A standard kit of diving gear usually consists of the basics - BCD (inflatable jacket), regulators, mask, fins, weights, wetsuit, surface marker buoy, dive computer, etc. Something many people leave out is an essential part of underwater communication: a waterproof notebook.
Underwater is naturally limited, but is made much easier by an underwater notebook. It is regularly necessary to convey an idea to a dive buddy, and a small waterproof notebook facilitates the expression of messages for which gestures cannot suffice.
For standard recreational scuba dives, the basics are communicated through hand signals that you learn during a training course or establish with a buddy before the dive. But what if you want to communicate something more detailed? How about for a technical dive with a long safety stop? Or what if you are working under water as an archaeologist, marine scientist or underwater photographer?
This is where a waterproof notebook comes into play. Divers may use a diving slate, a white piece of plastic that divers can write or draw on with a graphite pencil. These slates, however, have many disadvantages. Some plastics can be hard to erase after each dive, the plastic slate is cumbersome even when strapped to your wrist as it tends to shift around during the dive, and you have to constantly budget your space on the slate. This can be difficult if you need to sketch something during the dive, or take more than just quick notes.
The optimal addition to complete a set of dive gear is a proper waterproof notebook like the DuraRite No. 635 or 673. These underwater notebooks solves every challenge of the dive slate and dramatically improve the effectiveness of your communications below the surface. The DuraRite notebooks are made from a fully waterproof synthetic material that permits seamless use underwater.

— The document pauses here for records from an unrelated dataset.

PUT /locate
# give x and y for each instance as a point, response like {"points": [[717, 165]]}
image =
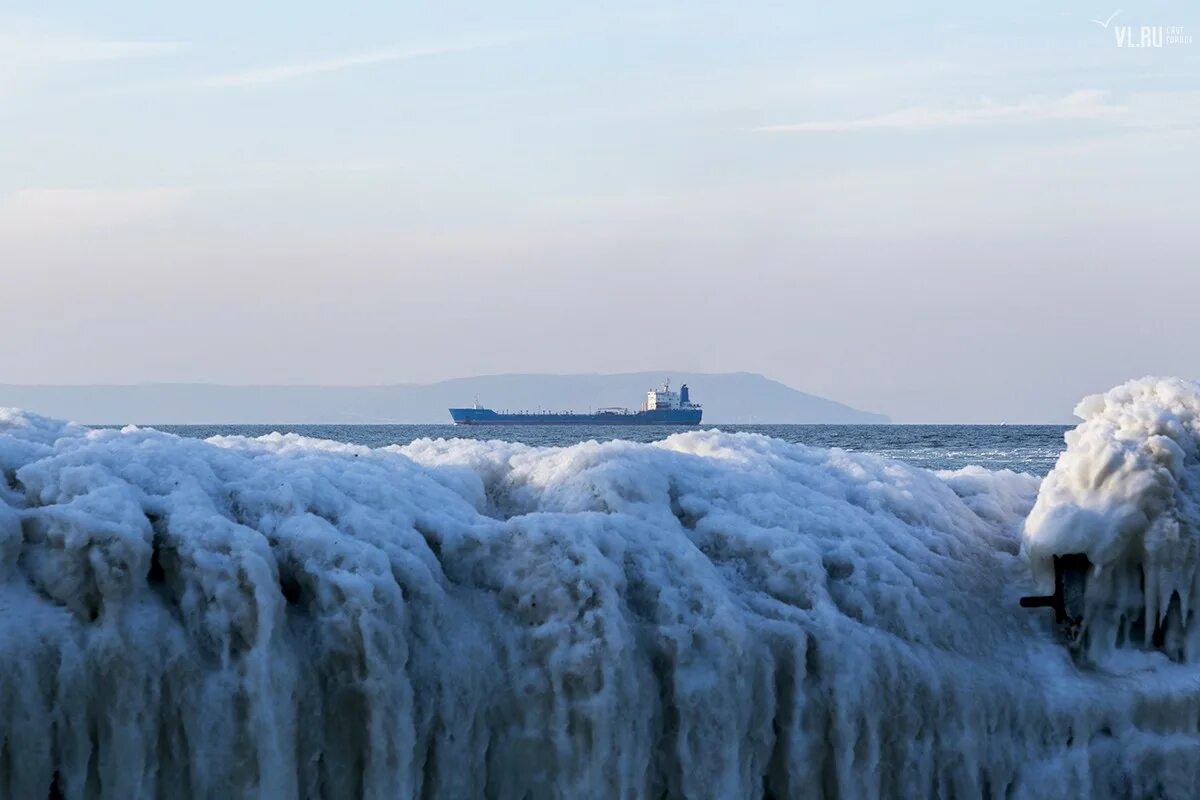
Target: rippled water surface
{"points": [[1023, 447]]}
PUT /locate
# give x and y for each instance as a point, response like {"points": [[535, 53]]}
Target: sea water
{"points": [[1020, 447], [438, 612]]}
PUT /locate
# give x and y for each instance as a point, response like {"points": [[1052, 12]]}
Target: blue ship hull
{"points": [[657, 416]]}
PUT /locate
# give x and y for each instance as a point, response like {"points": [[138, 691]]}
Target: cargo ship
{"points": [[661, 407]]}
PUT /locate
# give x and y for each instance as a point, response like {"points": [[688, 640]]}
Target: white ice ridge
{"points": [[1127, 494], [714, 615]]}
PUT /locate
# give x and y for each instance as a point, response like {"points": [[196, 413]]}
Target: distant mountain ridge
{"points": [[727, 397]]}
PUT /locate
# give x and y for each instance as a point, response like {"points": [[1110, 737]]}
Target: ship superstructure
{"points": [[660, 407]]}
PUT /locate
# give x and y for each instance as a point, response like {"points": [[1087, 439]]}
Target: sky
{"points": [[949, 212]]}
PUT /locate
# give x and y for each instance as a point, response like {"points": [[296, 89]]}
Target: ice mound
{"points": [[713, 615], [1126, 493]]}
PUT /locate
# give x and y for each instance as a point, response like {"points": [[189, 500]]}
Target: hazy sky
{"points": [[967, 212]]}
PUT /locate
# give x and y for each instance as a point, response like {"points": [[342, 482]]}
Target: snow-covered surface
{"points": [[1127, 494], [714, 615]]}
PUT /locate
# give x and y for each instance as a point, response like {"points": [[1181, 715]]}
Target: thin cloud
{"points": [[293, 71], [1087, 104], [34, 212]]}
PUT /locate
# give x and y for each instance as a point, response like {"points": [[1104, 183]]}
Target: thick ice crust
{"points": [[1127, 494], [709, 617]]}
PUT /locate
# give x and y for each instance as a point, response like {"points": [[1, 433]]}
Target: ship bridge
{"points": [[664, 398]]}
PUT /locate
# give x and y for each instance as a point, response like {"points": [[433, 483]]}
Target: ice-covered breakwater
{"points": [[712, 615], [1126, 493]]}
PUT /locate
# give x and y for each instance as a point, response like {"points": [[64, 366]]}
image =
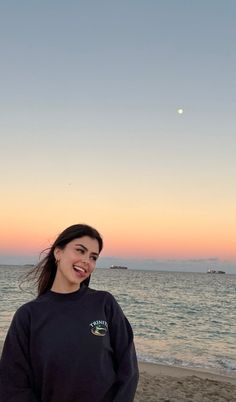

Choosing the right utensil for your dive is another consideration. DuraRite waterproof notebooks still permit the use of graphite pencils or grease pencils. A common recommendation is a cheap mechanical pencil with a 0.7mm lead or larger. Thicker leads are more visible in low-light environments, and corrosion may eat at sensitive components of expensive pencils. Most pens will not function well at depth, so we recommend pencil for most dives. While we offer our own exceptionally durable mechanical pencil, it's likely best to dive with something you don't treasure quite so much.
The durability, ease of use, and flexibility of a small waterproof notebook makes this an essential accessory to your scuba diving gear.